The Woodcraft of Gipsies

Gipsies and gamekeepers have enough in common to make them deadly foes. They share an intimate knowledge of the ways of wild creatures. They are skilled trackers and crafty trappers. They are hedgerow men; born to the hedgerow, trained to know the meaning of every hole, and hollow, and run. Their eyes read the story of the hedge as the scholar's the printed page; hedge-lore is their second nature, and it is as though an instinct tells them where the partridge has built, where the hedgehog has buried himself, or where the rabbits are crouching. In their knowledge of the ways of rabbits and hares keepers and gipsies stand alone; and it often happens that all the knowledge and craft of the one class is pitted against the cunning and knowledge of the other. Between keepers and gipsies it is always war.

The keeper detests nothing more than a gipsies' camp.

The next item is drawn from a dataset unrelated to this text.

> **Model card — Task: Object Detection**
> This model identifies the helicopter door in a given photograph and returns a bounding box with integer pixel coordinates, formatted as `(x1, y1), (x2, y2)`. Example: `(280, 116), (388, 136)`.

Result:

His eyes take no more pleasure in their red rags spread on the bushes than might the eyes of a bull. A gipsy camp means to the keeper so much dirt, so much thieving, so many lies, so much the more trouble, and so many the fewer rabbits in his preserves. The gipsies' cauldron, steaming at dusk over a fragrant fire of wood, brings only the bitter knowledge that some of the birds or beasts he is paid to preserve are stewing in the pot. Speak to him of gipsies, and scorn flashes in his eyes, anger flushes on his face. "They be always a-shirking about wi' a dog or two, perkin' into everything," an old keeper once said to us. "They can't let nothing bide."

A gipsy brought to trial for larceny made oath that his law allowed him to take as much from others every day as sufficed for his maintenance. That was more than three hundred years ago; and gipsies still faithfully believe in and take advantage of that law. In our experience, we have known one gipsy who was honest; he was famous for his honesty. His blameless character was so much appreciated that he was allowed to pitch his tent in an old ox-drove, where it ran past a sheltering wood. Within the wood the keeper had buried four-dozen traps; and it chanced that the leaves drifted over his traps, so that when he came to find them he hunted the ground in vain. One day the gipsy's boy came to the keeper's cottage. He said that while picking wood for his father's fire he had trodden on something hard, which turned out to be a heap of traps, and that his father, thinking they must belong to the keeper, had sent him to tell the story. Where is another gipsy in England who would throw away such a chance?